Some investors rely on dividends for growing their wealth, and if you're one of those dividend sleuths, you might be intrigued to know that Cosmo Energy Holdings Co., Ltd. (TSE:5021) is about to go ex-dividend in just 2 days. The ex-dividend date is commonly two business days before the record date, which is the cut-off date for shareholders to be present on the company's books to be eligible for a dividend payment. It is important to be aware of the ex-dividend date because any trade on the stock needs to have been settled on or before the record date. Meaning, you will need to purchase Cosmo Energy Holdings' shares before the 30th of March to receive the dividend, which will be paid on the 29th of June.
The company's next dividend payment will be JP¥90.00 per share, on the back of last year when the company paid a total of JP¥165 to shareholders. Calculating the last year's worth of payments shows that Cosmo Energy Holdings has a trailing yield of 3.6% on the current share price of JP¥4603.00. Dividends are an important source of income to many shareholders, but the health of the business is crucial to maintaining those dividends. As a result, readers should always check whether Cosmo Energy Holdings has been able to grow its dividends, or if the dividend might be cut.
Dividends are typically paid from company earnings. If a company pays more in dividends than it earned in profit, then the dividend could be unsustainable. Cosmo Energy Holdings paid out 55% of its earnings to investors last year, a normal payout level for most businesses. Yet cash flow is typically more important than profit for assessing dividend sustainability, so we should always check if the company generated enough cash to afford its dividend. Luckily it paid out just 17% of its free cash flow last year.
It's encouraging to see that the dividend is covered by both profit and cash flow. This generally suggests the dividend is sustainable, as long as earnings don't drop precipitously.
Check out our latest analysis for Cosmo Energy Holdings
Click here to see the company's payout ratio, plus analyst estimates of its future dividends.
When earnings decline, dividend companies become much harder to analyse and own safely.

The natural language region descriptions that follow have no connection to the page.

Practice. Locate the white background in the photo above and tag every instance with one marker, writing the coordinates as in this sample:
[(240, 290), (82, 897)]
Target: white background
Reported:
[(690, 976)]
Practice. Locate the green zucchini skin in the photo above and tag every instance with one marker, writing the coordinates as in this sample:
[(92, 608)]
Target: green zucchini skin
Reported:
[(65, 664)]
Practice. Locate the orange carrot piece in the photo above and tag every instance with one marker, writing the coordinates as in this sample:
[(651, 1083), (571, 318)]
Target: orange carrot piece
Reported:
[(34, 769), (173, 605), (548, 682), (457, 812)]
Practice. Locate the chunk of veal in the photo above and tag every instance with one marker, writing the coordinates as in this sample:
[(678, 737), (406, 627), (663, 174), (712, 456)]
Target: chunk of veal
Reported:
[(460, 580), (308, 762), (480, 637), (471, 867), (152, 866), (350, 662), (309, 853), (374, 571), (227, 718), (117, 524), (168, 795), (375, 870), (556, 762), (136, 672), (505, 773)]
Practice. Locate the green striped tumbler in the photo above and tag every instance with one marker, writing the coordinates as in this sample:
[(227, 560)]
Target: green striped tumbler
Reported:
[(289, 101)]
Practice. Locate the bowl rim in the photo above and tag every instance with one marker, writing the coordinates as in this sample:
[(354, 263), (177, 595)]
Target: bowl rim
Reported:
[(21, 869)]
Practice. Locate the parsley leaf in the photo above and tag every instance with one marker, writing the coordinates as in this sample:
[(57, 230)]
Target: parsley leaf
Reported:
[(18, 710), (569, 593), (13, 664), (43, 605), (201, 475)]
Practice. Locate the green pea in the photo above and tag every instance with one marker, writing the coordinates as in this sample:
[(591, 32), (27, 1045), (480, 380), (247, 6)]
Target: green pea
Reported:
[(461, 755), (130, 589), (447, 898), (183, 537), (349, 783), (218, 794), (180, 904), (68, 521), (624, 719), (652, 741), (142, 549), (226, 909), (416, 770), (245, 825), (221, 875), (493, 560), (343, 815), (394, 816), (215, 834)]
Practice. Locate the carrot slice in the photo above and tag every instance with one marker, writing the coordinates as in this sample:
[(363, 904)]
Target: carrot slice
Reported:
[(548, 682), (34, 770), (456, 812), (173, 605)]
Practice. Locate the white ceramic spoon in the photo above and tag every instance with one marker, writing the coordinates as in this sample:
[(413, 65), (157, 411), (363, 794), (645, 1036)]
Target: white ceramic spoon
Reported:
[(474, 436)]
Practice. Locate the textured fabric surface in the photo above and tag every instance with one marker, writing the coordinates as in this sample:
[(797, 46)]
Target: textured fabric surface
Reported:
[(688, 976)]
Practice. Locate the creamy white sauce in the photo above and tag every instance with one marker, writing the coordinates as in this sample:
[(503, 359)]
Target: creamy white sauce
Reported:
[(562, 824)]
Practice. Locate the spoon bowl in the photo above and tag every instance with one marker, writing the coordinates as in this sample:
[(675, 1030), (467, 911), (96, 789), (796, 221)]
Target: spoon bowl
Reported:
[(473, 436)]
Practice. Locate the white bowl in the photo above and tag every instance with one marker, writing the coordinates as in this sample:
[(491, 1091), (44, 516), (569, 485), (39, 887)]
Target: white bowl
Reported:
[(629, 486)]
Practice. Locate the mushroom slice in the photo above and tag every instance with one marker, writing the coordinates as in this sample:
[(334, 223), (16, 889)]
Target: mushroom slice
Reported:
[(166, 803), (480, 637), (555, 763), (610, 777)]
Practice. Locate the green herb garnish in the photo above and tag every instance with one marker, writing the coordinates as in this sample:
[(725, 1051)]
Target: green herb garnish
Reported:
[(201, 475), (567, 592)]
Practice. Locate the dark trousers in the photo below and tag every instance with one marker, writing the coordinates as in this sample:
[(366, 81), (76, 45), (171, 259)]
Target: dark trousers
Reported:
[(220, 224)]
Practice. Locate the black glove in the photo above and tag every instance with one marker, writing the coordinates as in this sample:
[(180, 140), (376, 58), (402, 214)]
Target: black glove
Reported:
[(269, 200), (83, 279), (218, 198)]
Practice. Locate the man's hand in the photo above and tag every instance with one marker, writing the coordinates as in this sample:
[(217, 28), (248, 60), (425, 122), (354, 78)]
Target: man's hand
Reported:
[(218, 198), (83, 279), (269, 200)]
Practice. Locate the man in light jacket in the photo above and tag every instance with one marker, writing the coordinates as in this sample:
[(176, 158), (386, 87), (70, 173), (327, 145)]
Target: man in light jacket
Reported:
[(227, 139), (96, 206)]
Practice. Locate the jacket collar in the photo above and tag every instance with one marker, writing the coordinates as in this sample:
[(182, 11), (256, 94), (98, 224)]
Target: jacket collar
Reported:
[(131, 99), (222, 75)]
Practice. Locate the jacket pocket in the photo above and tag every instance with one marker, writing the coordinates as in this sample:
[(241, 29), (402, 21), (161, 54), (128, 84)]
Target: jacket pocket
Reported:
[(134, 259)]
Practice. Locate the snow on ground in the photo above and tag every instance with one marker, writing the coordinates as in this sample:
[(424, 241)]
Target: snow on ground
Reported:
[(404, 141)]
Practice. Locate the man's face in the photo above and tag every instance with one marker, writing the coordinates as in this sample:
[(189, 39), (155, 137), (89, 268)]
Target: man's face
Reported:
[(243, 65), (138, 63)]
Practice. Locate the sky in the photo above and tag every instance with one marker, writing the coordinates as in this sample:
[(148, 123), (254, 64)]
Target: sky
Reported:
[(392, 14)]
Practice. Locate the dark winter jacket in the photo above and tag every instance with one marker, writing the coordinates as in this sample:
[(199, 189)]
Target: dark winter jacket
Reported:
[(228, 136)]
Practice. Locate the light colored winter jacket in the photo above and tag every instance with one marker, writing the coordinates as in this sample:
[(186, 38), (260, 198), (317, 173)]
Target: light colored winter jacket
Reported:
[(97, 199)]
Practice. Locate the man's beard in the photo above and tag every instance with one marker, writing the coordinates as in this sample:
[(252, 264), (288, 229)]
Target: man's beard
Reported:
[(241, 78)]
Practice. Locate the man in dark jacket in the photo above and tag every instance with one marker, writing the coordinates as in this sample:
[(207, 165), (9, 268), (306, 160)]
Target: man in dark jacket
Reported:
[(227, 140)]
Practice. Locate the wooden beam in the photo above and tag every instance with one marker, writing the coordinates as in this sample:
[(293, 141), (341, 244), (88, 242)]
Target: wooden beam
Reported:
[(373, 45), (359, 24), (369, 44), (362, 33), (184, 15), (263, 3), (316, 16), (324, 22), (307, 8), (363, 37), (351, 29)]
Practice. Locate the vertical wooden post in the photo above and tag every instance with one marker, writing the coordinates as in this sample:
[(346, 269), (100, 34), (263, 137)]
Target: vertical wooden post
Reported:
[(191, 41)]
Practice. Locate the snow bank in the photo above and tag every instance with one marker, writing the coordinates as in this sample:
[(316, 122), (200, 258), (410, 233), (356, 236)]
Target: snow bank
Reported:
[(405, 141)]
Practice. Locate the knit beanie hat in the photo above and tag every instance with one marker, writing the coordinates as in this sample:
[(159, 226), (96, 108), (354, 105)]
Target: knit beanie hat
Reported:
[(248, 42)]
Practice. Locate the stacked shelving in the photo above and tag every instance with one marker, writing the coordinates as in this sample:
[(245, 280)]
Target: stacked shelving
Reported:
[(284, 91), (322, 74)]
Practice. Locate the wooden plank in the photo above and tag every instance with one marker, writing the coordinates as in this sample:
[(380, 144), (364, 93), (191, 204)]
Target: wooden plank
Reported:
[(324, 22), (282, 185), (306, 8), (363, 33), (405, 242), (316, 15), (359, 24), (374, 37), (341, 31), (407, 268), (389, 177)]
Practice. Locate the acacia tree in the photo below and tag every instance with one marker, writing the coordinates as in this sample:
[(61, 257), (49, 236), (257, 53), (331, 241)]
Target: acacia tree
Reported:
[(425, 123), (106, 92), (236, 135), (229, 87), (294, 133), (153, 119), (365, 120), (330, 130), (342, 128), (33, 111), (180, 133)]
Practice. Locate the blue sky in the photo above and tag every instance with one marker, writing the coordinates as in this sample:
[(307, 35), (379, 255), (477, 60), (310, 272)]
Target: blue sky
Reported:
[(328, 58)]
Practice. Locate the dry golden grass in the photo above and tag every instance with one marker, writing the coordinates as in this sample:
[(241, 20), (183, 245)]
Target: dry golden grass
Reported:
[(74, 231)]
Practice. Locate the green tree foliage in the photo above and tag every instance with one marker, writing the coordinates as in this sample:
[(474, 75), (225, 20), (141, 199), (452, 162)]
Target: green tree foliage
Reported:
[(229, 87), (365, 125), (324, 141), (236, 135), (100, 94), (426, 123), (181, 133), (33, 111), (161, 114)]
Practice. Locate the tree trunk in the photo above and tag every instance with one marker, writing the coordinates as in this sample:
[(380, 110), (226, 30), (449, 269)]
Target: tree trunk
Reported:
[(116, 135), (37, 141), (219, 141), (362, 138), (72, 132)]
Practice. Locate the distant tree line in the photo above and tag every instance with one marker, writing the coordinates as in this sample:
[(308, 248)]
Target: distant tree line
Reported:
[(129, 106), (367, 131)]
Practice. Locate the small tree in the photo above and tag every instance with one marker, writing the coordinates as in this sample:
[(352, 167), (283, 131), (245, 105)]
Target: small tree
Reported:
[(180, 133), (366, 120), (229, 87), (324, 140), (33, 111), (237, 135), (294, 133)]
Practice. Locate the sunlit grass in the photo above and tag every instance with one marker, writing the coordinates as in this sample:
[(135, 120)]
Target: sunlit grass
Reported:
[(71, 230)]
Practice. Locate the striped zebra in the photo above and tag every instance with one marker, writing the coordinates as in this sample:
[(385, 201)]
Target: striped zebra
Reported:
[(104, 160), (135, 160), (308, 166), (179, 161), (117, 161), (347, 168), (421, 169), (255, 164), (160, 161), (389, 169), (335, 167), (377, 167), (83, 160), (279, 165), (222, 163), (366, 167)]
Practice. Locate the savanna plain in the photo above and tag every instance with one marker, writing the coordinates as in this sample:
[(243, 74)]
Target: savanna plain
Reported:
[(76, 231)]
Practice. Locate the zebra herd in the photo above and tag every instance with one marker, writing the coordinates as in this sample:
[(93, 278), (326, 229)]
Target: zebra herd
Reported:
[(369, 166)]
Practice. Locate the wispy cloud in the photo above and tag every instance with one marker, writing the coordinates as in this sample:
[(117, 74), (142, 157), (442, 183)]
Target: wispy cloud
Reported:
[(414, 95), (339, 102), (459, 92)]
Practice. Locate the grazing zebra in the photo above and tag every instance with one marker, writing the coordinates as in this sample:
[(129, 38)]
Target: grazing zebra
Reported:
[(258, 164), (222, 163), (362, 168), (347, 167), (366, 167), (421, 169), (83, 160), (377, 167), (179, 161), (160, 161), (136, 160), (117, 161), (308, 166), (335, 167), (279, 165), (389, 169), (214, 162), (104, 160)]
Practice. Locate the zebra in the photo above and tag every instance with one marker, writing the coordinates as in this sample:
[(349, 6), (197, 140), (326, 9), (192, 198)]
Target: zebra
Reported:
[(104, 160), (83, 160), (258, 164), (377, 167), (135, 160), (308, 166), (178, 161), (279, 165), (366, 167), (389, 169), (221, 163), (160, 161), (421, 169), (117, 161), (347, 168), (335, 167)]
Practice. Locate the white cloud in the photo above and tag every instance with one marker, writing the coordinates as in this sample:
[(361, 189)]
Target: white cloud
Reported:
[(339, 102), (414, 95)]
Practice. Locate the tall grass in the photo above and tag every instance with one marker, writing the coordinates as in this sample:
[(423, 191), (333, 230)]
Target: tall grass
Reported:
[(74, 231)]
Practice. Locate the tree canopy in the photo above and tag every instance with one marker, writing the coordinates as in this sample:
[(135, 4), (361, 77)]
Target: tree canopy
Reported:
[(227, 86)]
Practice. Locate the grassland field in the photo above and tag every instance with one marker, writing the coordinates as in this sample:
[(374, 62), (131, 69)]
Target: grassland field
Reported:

If earnings fall far enough, the company could be forced to cut its dividend. Cosmo Energy Holdings's earnings per share have fallen at approximately 16% a year over the previous five years. Such a sharp decline casts doubt on the future sustainability of the dividend.
Many investors will assess a company's dividend performance by evaluating how much the dividend payments have changed over time. Cosmo Energy Holdings has delivered an average of 23% per year annual increase in its dividend, based on the past 10 years of dividend payments. That's interesting, but the combination of a growing dividend despite declining earnings can typically only be achieved by paying out more of the company's profits. This can be valuable for shareholders, but it can't go on forever.
From a dividend perspective, should investors buy or avoid Cosmo Energy Holdings? We're not enthused by the declining earnings per share, although at least the company's payout ratio is within a reasonable range, meaning it may not be at imminent risk of a dividend cut. In summary, it's hard to get excited about Cosmo Energy Holdings from a dividend perspective.
If you want to look further into Cosmo Energy Holdings, it's worth knowing the risks this business faces. Every company has risks, and we've spotted 2 warning signs for Cosmo Energy Holdings you should know about.
Generally, we wouldn't recommend just buying the first dividend stock you see. Here's a curated list of interesting stocks that are strong dividend payers.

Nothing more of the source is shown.